Still, McEnroe’s past isn’t explored as much as it should be. There’s a humorously short flashback to 1979 that has the character entering a therapist’s office but we don’t see any of the session. Why did he go? Who knows, the film would rather explore the fact that Borg is unhappy that he can’t remember which garage door he used to hit his tennis ball off of as a kid. Of course the irony of the film is that both Borg and McEnroe were hotheads growing up but used vastly different methods to deal with on the court. The Swede’s frozen disposition, an attempt to bottle up a repressed rage that would distract his game if he let it get to him while the brash yank would let those frustrations explode out on the court to fire him up.

The final act and big face off is ultimately a disappointment, a summation of Borg Vs McEnroe as a whole in that we already know how its going to play out and there’s nothing about how it’s shown that surprises us.
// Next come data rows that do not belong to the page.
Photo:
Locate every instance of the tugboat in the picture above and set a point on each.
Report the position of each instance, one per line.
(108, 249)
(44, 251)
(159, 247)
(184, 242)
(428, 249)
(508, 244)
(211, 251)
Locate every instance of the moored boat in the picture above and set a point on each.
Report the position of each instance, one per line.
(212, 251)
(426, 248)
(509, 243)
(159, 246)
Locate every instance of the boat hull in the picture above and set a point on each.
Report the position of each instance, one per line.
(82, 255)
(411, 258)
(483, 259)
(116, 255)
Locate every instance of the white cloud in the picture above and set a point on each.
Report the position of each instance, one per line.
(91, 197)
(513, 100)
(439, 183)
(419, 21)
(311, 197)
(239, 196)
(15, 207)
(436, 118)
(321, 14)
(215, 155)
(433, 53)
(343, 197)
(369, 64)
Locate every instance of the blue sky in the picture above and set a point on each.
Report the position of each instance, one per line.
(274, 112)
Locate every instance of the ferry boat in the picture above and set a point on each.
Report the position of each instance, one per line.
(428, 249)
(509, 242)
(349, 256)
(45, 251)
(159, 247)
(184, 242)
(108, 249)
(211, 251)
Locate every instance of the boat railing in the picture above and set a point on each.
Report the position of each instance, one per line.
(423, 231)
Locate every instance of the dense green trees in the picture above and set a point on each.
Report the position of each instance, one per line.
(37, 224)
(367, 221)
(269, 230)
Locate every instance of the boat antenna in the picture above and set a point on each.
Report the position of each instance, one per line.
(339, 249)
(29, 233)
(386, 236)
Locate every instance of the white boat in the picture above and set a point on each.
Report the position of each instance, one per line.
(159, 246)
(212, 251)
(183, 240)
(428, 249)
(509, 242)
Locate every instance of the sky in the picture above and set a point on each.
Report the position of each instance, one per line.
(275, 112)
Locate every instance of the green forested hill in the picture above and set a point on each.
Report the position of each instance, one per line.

Tennis is perhaps too fast a game to recreate on film but even the famously tight fourth set tie break can’t muster any real tension, which is evident by the fact that we cut to about 17 different commentators who have tell us all how tense it is. A Sunday night telly watch, Borg Vs McEnroe never gets off its feet to land a good enough, knock out serve.

Borg Vs McEnroe is in cinemas from Friday 22nd September.